Beaujolais Season is here!

Beaujolais Season is here!

Beaujolais Season has started.  I received the 2011 Joseph Drouhin Beaujolais Nouveau yesterday.

Beaujolais Nouveau is the name given to wines of the Beaujolais and Beaujolais Villages appellations which have been made in the nouveau style. These wines are released onto the market only a couple of months after harvest and are intended for early consumption.

It was the nouveau style which first gained the Beaujolais region its fame, providing 19th-century London and Paris with fresh, flavorful wines for the winter months. Merchants once competed to be the first to deliver the new wines across the English Channel – as also happened with the clairet wines of Bordeaux. The official date for the release (to distributors) of these wines is determined as ‘the thirty-eighth day before the third Thursday of November of the year of harvest’. It is not until the third Thursday itself that the wines are sold to consumers, launched with the traditional annoucement: ‘Le Beaujolais Nouveau est arrive!’

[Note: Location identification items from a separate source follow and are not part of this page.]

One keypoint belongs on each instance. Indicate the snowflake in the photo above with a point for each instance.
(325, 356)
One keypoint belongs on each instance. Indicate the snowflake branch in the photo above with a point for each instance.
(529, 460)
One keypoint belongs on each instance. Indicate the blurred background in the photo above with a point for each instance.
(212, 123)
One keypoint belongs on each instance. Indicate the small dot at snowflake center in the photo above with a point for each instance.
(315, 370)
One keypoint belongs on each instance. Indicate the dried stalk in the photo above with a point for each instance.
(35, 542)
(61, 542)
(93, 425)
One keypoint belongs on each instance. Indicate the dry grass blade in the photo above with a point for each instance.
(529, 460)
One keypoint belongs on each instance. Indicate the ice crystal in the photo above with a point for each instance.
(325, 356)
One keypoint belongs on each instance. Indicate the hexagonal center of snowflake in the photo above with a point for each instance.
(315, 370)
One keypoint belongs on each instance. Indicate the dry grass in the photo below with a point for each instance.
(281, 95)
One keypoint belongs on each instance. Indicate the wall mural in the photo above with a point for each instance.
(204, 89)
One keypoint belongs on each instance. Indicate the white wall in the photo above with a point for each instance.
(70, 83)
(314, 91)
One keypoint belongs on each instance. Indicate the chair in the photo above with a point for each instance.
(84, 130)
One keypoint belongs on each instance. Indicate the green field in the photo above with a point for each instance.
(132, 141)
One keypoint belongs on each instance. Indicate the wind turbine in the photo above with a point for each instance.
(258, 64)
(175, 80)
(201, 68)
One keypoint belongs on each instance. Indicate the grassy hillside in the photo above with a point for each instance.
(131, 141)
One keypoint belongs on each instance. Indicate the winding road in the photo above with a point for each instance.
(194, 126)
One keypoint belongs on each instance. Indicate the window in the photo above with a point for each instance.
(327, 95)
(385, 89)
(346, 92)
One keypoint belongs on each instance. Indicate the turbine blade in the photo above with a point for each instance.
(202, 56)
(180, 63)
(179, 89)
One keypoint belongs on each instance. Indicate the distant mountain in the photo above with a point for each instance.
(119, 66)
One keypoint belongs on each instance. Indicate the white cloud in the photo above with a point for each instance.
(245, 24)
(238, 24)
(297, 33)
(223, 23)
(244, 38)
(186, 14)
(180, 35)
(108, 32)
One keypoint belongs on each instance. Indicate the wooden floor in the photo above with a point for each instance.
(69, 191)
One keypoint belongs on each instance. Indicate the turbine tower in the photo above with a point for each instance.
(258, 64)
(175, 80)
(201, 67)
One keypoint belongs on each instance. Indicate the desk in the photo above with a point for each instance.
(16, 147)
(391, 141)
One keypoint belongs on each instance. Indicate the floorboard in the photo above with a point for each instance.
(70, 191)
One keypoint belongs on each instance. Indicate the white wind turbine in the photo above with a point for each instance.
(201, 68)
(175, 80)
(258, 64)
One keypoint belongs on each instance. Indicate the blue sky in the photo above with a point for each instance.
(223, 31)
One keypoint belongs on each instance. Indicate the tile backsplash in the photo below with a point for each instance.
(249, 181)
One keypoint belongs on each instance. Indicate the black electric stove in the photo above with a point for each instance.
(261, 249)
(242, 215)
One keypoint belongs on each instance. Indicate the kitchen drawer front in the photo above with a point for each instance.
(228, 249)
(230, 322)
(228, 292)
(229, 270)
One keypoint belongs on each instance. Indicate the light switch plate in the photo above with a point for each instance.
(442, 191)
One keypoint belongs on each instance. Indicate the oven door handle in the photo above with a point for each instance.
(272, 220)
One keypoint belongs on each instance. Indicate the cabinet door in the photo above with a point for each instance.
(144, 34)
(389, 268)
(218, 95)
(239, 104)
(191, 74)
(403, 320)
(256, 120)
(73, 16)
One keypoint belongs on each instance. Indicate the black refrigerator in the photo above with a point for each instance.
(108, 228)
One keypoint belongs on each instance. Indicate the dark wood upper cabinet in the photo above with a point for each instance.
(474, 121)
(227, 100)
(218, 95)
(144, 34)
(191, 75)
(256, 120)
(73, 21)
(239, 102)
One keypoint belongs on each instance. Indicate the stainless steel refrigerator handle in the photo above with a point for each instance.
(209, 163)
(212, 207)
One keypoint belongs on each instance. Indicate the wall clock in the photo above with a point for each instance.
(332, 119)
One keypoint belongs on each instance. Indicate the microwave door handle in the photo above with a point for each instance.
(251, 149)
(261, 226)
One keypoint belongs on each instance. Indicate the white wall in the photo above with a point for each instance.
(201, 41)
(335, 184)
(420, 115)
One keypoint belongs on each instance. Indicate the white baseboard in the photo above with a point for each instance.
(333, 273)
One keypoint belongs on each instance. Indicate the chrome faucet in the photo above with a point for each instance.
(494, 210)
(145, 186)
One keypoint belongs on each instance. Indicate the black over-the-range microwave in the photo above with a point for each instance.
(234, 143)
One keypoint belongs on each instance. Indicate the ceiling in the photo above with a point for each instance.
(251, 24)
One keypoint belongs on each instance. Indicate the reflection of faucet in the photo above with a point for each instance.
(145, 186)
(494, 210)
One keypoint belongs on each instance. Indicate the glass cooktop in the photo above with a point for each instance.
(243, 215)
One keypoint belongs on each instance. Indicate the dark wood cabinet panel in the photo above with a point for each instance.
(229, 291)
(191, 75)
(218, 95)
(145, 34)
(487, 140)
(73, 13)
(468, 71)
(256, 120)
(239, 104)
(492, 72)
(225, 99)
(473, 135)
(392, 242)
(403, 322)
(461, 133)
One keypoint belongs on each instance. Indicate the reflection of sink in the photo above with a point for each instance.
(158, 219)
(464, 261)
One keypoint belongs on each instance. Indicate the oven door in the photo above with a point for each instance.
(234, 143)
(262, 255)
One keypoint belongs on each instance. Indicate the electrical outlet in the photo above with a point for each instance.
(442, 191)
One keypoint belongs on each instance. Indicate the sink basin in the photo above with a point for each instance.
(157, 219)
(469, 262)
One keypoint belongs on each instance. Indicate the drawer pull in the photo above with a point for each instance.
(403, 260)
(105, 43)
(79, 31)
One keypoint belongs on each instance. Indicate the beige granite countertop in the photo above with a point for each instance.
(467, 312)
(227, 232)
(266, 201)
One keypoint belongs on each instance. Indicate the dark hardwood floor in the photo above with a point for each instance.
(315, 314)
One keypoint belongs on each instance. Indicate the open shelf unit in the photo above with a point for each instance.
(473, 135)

Beaujolais Nouveau wines can be red or rose (the term is not applicable to the region’s white wines) and are made predominantly from Gamay grapes. With a bright, violet-red hue, they have an aroma that is often compared to candied cherries, red plums, licorice and even bubblegum. The wines are vinified by carbonic maceration, which leaves them light in body and almost entirely free of tannins. It is because of this lack of tannin and extract that the wines do not age well, lacking the necessary structure.
The term nouveau (‘new’) is applied to the wines of several appellations of France, including Macon and Ventoux, but is most famous for its association with Beaujolais.  Primeuris synonymous with nouveau, but is much less commonly used.

The Ribbon Cutting yesterday went great!  Thank you to everyone at the Chamber of Commerce and City of Columbia!  Thanks to everyone that stopped by too!